Studies indicate that coloscopy, sigmoidoscopy, and both guaiac-based fecal occult blood testing and fecal immunochemical tests are each associated with a decreased risk of CRC mortality. Abnormal results of initial noninvasive screening tests other than coloscopy necessitate a coloscopy to evaluate the abnormality. Most professional society guidelines and expert groups (US Preventive Services Task Force) recommend screening to be initiated at age 50 and continued until at least age 75 for average-risk adults.

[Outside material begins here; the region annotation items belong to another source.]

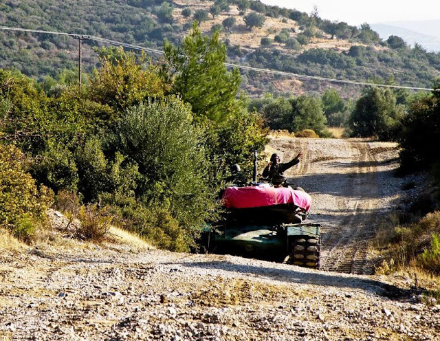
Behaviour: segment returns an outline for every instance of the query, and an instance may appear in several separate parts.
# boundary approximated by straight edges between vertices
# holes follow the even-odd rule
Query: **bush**
[[[423,254],[417,257],[420,267],[428,273],[440,275],[440,235],[432,234],[430,248],[425,250]]]
[[[100,208],[96,204],[89,204],[80,207],[78,219],[76,236],[85,241],[99,242],[108,234],[113,217],[109,214],[108,208]]]
[[[319,135],[311,129],[304,129],[295,133],[297,138],[319,138]]]
[[[305,34],[298,34],[296,37],[296,40],[302,45],[305,45],[309,43],[309,38]]]
[[[32,233],[33,222],[45,219],[53,193],[45,186],[38,189],[25,171],[25,162],[19,149],[0,144],[0,226],[26,240]]]
[[[272,45],[272,43],[273,43],[273,41],[267,36],[263,36],[263,38],[261,38],[261,46],[269,46],[270,45]]]
[[[191,16],[191,10],[190,8],[184,8],[182,11],[182,15],[183,15],[185,18],[189,18]]]

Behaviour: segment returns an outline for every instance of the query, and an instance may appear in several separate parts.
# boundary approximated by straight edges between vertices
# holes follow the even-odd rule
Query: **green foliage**
[[[216,5],[212,5],[209,8],[209,12],[212,16],[212,19],[215,19],[216,15],[219,15],[221,12],[221,8],[219,6]]]
[[[208,12],[205,10],[197,10],[194,12],[192,19],[200,24],[202,21],[206,21],[208,19]]]
[[[173,10],[174,9],[170,3],[164,1],[160,6],[155,8],[155,13],[157,18],[164,23],[172,23]]]
[[[230,32],[230,29],[234,27],[236,21],[236,19],[234,16],[228,16],[226,19],[223,19],[223,21],[221,22],[221,25],[223,25],[225,28],[227,28]]]
[[[296,37],[296,40],[300,45],[305,45],[309,43],[309,38],[305,36],[305,34],[298,34]]]
[[[212,26],[211,26],[211,32],[214,33],[215,31],[219,31],[219,32],[223,31],[223,26],[219,23],[216,23],[215,25],[212,25]]]
[[[258,14],[255,12],[251,12],[243,18],[246,26],[252,30],[252,28],[262,28],[266,19],[264,16]]]
[[[90,98],[120,109],[139,104],[149,97],[163,97],[166,85],[161,79],[154,67],[144,69],[141,64],[145,57],[141,56],[140,63],[131,53],[120,50],[121,63],[114,63],[107,58],[102,67],[94,73],[90,80]]]
[[[397,267],[415,265],[438,274],[440,264],[440,212],[428,213],[410,223],[390,217],[380,229],[377,246],[386,248],[386,256]]]
[[[440,234],[432,234],[430,248],[425,250],[417,261],[421,267],[429,274],[440,274]]]
[[[34,223],[42,221],[53,192],[25,172],[23,154],[13,146],[0,144],[0,226],[27,240]]]
[[[288,38],[289,38],[289,34],[285,32],[281,32],[279,34],[276,34],[274,37],[274,40],[275,43],[278,43],[278,44],[285,43]]]
[[[301,46],[294,38],[289,38],[285,42],[285,47],[289,50],[300,50]]]
[[[371,30],[370,25],[365,23],[360,25],[360,33],[358,38],[362,42],[366,44],[371,43],[379,43],[381,41],[379,34]]]
[[[392,49],[404,49],[407,47],[405,41],[397,36],[390,36],[386,42]]]
[[[340,98],[338,91],[333,88],[327,89],[322,95],[324,114],[330,126],[344,126],[346,125],[350,111],[349,104]]]
[[[261,118],[239,110],[220,126],[209,125],[207,133],[210,177],[219,184],[230,165],[239,164],[250,179],[254,151],[261,152],[267,142]]]
[[[182,10],[182,15],[183,15],[185,18],[189,18],[191,16],[192,11],[190,8],[184,8]]]
[[[166,42],[165,58],[174,78],[173,91],[190,103],[198,117],[221,122],[234,110],[240,85],[238,69],[228,72],[223,65],[226,47],[219,33],[202,36],[195,25],[182,47]]]
[[[20,0],[19,2],[19,6],[15,6],[13,1],[6,1],[2,5],[1,13],[4,16],[3,24],[5,26],[14,27],[16,26],[16,23],[21,23],[23,27],[48,31],[74,32],[86,36],[111,37],[115,41],[152,48],[160,48],[164,38],[174,44],[178,43],[188,28],[187,25],[182,27],[157,18],[159,9],[173,3],[168,1],[113,1],[111,6],[109,6],[105,1],[96,1],[90,6],[84,6],[80,1],[71,0],[62,2],[54,0],[45,0],[43,2]],[[236,0],[215,1],[214,3],[217,6],[221,2],[223,5],[239,4],[239,1]],[[212,2],[210,4],[212,3]],[[313,19],[316,29],[319,29],[315,33],[319,34],[321,30],[328,30],[326,25],[329,23],[329,21],[321,20],[319,17],[309,18],[306,13],[265,6],[258,1],[252,1],[251,5],[254,10],[261,14],[267,14],[273,17],[278,15],[290,17],[302,25],[301,30],[308,28]],[[189,8],[182,10],[186,9]],[[177,10],[175,9],[175,10]],[[222,11],[226,10],[222,9]],[[40,18],[38,23],[34,20],[36,17]],[[87,25],[78,28],[77,23],[81,21],[81,18],[85,17],[88,18]],[[230,17],[234,18],[233,16]],[[166,19],[166,17],[164,16],[164,19]],[[41,25],[41,23],[43,23],[41,24],[43,25]],[[334,32],[334,28],[332,28],[332,33]],[[359,30],[340,22],[338,23],[336,30],[336,37],[350,39],[354,44],[362,43],[365,39],[371,41],[369,43],[371,45],[382,43],[380,40],[377,40],[375,32],[371,31],[368,25],[363,25]],[[310,32],[307,31],[307,33]],[[298,34],[297,40],[300,44],[305,45],[307,43],[306,38],[301,33]],[[60,74],[63,70],[67,70],[70,80],[66,85],[72,85],[78,81],[78,42],[71,37],[3,31],[0,32],[0,44],[2,51],[2,54],[0,54],[0,67],[13,68],[40,80],[48,75],[60,84],[64,84],[60,80]],[[94,67],[100,65],[98,57],[91,52],[92,47],[95,45],[96,43],[91,40],[83,41],[84,72],[90,73]],[[309,63],[307,58],[297,60],[296,54],[292,54],[290,51],[282,51],[280,53],[267,51],[267,54],[261,54],[260,51],[239,50],[233,45],[228,47],[228,54],[232,58],[245,56],[242,62],[250,66],[310,76],[368,80],[369,78],[374,76],[387,79],[393,74],[395,75],[397,84],[430,87],[432,78],[437,75],[438,70],[440,69],[440,56],[437,53],[427,52],[419,45],[415,45],[412,49],[397,50],[375,49],[374,46],[365,46],[362,56],[353,56],[349,54],[347,55],[346,52],[338,52],[336,54],[341,55],[342,58],[350,56],[354,63],[345,63],[346,67],[335,68],[331,63],[326,64],[327,62],[314,64]],[[255,74],[250,77],[248,83],[243,83],[242,87],[253,96],[272,91],[272,82],[267,82],[265,77],[266,75],[264,74]],[[50,97],[56,96],[60,90],[60,85],[52,87],[50,84],[53,85],[50,78],[47,78],[47,80],[45,86],[50,87],[51,89],[47,95]],[[83,80],[85,82],[86,80]],[[307,82],[303,84],[305,91],[316,90],[316,82]],[[359,93],[360,90],[355,88],[353,92]]]
[[[410,114],[403,121],[402,166],[428,167],[440,160],[431,149],[440,140],[440,92],[416,98],[410,108]]]
[[[349,125],[353,136],[377,136],[386,141],[396,140],[402,129],[405,108],[396,104],[390,89],[370,87],[358,100],[350,117]]]
[[[311,129],[320,136],[326,135],[327,118],[320,98],[302,95],[291,103],[293,111],[289,120],[289,131]]]
[[[261,38],[261,41],[260,42],[261,46],[270,46],[272,43],[273,41],[270,38],[267,36],[263,36],[263,38]]]
[[[75,234],[85,241],[103,241],[110,230],[114,217],[109,208],[100,208],[96,204],[81,206],[78,212],[78,224]]]
[[[304,129],[295,133],[295,136],[297,138],[318,138],[319,135],[315,133],[312,129]]]
[[[194,236],[214,208],[201,147],[203,131],[190,108],[176,98],[127,110],[115,130],[116,148],[138,165],[136,195],[146,206],[170,212]]]
[[[248,0],[239,0],[236,3],[236,7],[240,11],[240,15],[245,15],[248,10],[250,8],[250,1]]]

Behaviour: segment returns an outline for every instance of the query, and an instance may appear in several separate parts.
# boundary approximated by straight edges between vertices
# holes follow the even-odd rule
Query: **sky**
[[[363,23],[440,19],[440,0],[261,0],[266,5],[294,8],[310,14],[316,6],[323,19]]]

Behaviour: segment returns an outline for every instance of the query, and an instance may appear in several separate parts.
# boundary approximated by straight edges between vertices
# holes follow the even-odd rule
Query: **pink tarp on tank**
[[[223,200],[227,208],[248,208],[293,204],[309,212],[311,206],[310,195],[302,190],[293,190],[289,187],[228,187],[223,195]]]

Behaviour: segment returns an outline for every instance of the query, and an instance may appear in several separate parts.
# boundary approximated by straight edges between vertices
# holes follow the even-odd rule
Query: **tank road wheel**
[[[318,236],[292,237],[289,264],[317,269],[319,267],[320,239]]]

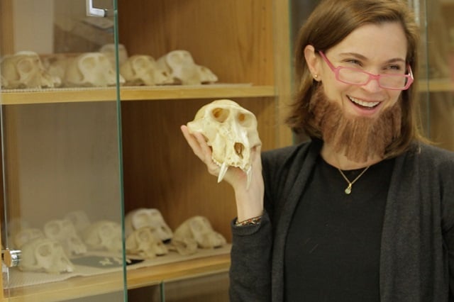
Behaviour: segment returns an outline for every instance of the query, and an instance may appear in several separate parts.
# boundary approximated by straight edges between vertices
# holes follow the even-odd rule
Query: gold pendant
[[[352,192],[352,184],[348,184],[348,186],[345,189],[345,194],[350,194]]]

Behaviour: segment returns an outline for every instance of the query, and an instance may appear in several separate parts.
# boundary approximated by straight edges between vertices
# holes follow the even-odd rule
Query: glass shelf
[[[4,105],[102,101],[115,99],[116,89],[111,88],[73,88],[52,89],[6,90],[1,96]],[[210,84],[209,86],[123,86],[121,101],[274,96],[272,86],[248,84]]]

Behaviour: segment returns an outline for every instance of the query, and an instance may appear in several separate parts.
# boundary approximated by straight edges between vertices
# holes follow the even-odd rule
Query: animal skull
[[[226,243],[226,238],[213,230],[210,221],[204,216],[194,216],[187,219],[177,228],[174,238],[177,240],[194,239],[199,247],[205,249],[219,247]]]
[[[143,227],[151,228],[153,233],[164,242],[173,237],[172,230],[157,208],[138,208],[128,213],[125,218],[126,235]]]
[[[0,64],[1,86],[5,89],[53,88],[60,81],[45,71],[40,57],[34,52],[21,51],[6,56]]]
[[[169,74],[157,67],[155,59],[149,55],[136,55],[129,57],[120,67],[120,74],[126,85],[163,85],[172,84]]]
[[[252,178],[251,149],[262,144],[254,114],[233,101],[214,101],[197,111],[187,123],[191,133],[200,132],[212,148],[213,161],[221,167],[218,182],[228,167],[238,167]]]
[[[60,243],[49,238],[36,238],[22,247],[19,269],[59,274],[74,272]]]
[[[120,76],[120,84],[124,78]],[[109,58],[101,52],[86,52],[71,60],[67,66],[65,84],[68,86],[90,87],[114,86],[115,69]]]
[[[134,230],[126,239],[126,252],[144,258],[155,258],[169,252],[162,241],[154,233],[150,227]]]
[[[44,225],[44,233],[47,237],[60,242],[68,256],[87,252],[87,246],[77,235],[71,220],[50,220]]]
[[[195,85],[216,82],[217,77],[207,67],[197,65],[187,50],[173,50],[156,61],[174,79],[174,84]]]
[[[58,79],[59,83],[56,86],[63,85],[67,67],[73,59],[73,57],[62,53],[43,56],[43,65],[45,70],[51,77]]]
[[[91,250],[106,250],[121,253],[123,248],[121,225],[114,221],[100,220],[88,227],[84,242]]]
[[[113,67],[116,66],[115,58],[115,44],[110,43],[103,45],[99,48],[99,52],[102,52],[107,56],[109,61]],[[121,66],[123,63],[128,60],[128,50],[123,44],[118,44],[118,66]]]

Colorectal cancer has a significant heritable component similar to several other tumor types. Considering the heritability and genetic risks help planning more effective prevention and screening designs. Genetic CRC risk modifying genetic variants can be combined into polygenic risk scores which can be used for designing personalized screening based on the use of fecal occult blood testing and coloscopy.
Antegenes has developed a polygenic risk score based genetic test – AnteCRC. The aim of AnteCRC is to provide a basis for reducing the risk of premature mortality.
AnteCRC is an important part of our colorectal cancer precision prevention program. The program builds on AnteCRC to help identify pre-cancerous conditions as well as early-stage tumors without symptoms by providing individualized schedules and designs of immunochemical testing and coloscopy based on polygenic risks.
The program includes the use of AnteCRC and is suitable for women and men between ages 40 – 75.